Berbagai Tantangan Ekonomi Migas Indonesia (Bagian 1)

Dalam menghadapi ekonomi migas sekarang banyak tantangan yang harus diperhatikan, antara lain yang berkaitan dengan jumlah kebutuhan akan BBM (Bahan Bakar Minyak) di dalam negeri yang terus meningkat, harga jual dan kurs Rupiah serta subsidi BBM, keuntungan para kontraktor migas asing, penerimaan negara dari migas serta yang berkenaan dengan upaya meningkatkan produksi migas yang semakin menurun, sedangkan kebutuhan BBM dalam negeri terus meningkat.
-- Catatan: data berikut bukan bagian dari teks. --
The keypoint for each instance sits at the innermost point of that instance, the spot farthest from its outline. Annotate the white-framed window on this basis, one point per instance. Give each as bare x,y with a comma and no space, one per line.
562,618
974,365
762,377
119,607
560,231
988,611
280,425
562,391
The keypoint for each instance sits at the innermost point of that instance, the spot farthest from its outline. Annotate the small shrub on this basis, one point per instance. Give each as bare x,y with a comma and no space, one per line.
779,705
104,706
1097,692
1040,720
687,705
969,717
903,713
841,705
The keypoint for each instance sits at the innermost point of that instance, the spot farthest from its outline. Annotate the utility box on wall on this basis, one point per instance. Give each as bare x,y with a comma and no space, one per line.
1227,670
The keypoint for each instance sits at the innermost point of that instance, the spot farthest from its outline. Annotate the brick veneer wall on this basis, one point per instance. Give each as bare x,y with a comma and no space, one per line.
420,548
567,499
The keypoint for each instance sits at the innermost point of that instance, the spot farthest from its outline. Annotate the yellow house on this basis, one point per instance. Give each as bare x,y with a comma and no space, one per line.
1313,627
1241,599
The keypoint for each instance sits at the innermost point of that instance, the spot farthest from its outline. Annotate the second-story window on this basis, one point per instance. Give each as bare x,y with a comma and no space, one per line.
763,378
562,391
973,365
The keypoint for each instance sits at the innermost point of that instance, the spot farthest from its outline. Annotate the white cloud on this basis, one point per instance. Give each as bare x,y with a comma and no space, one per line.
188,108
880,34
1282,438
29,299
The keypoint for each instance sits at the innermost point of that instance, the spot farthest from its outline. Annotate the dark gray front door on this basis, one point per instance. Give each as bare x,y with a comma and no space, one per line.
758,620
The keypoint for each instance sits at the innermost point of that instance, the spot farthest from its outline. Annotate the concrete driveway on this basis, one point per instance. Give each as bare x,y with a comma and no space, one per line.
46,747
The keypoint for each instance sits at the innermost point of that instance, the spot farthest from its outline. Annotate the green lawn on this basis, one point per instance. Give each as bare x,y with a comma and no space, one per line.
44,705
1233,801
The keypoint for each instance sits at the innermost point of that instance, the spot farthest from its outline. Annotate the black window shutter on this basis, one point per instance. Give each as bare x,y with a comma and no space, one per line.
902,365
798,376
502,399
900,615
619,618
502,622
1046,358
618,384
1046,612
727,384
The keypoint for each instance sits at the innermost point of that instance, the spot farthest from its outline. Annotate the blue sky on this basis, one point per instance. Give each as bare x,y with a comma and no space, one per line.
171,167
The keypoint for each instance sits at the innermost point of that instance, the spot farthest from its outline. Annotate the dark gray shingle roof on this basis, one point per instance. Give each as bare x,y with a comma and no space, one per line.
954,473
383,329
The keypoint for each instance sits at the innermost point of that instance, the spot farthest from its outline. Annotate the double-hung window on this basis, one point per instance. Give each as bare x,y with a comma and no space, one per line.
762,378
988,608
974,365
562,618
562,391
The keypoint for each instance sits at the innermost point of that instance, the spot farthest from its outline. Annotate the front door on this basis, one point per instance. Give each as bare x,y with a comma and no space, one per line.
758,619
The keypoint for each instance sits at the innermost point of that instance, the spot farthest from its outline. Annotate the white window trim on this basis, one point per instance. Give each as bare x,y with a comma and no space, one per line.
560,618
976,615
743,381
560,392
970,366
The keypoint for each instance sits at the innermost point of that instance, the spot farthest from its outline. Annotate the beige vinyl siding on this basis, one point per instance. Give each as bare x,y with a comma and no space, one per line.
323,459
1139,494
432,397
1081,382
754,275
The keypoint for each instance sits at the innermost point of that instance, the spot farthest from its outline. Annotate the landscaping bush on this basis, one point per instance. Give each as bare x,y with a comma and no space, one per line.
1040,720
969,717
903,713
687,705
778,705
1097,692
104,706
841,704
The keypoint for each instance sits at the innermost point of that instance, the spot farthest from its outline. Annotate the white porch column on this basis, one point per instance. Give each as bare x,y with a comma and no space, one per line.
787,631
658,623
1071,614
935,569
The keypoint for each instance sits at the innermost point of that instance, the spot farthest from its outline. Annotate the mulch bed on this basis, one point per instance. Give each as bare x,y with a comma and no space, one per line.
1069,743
Bagaimanapun juga hasil migas secara riil harus bertambah, minimal pertambahan rata-ratanya harus jauh lebih besar dibandingkan dengan laju pertumbuhan penggunaan minyak dalam negeri. Untuk itulah, karena Indonesia semakin kekurangan dana, dan hutang luar negeri tinggi, maka jalan yang lebih baik dalam menghasilkan migas hanya dengan kerjasama yang baik dengan para kontraktor migas asing.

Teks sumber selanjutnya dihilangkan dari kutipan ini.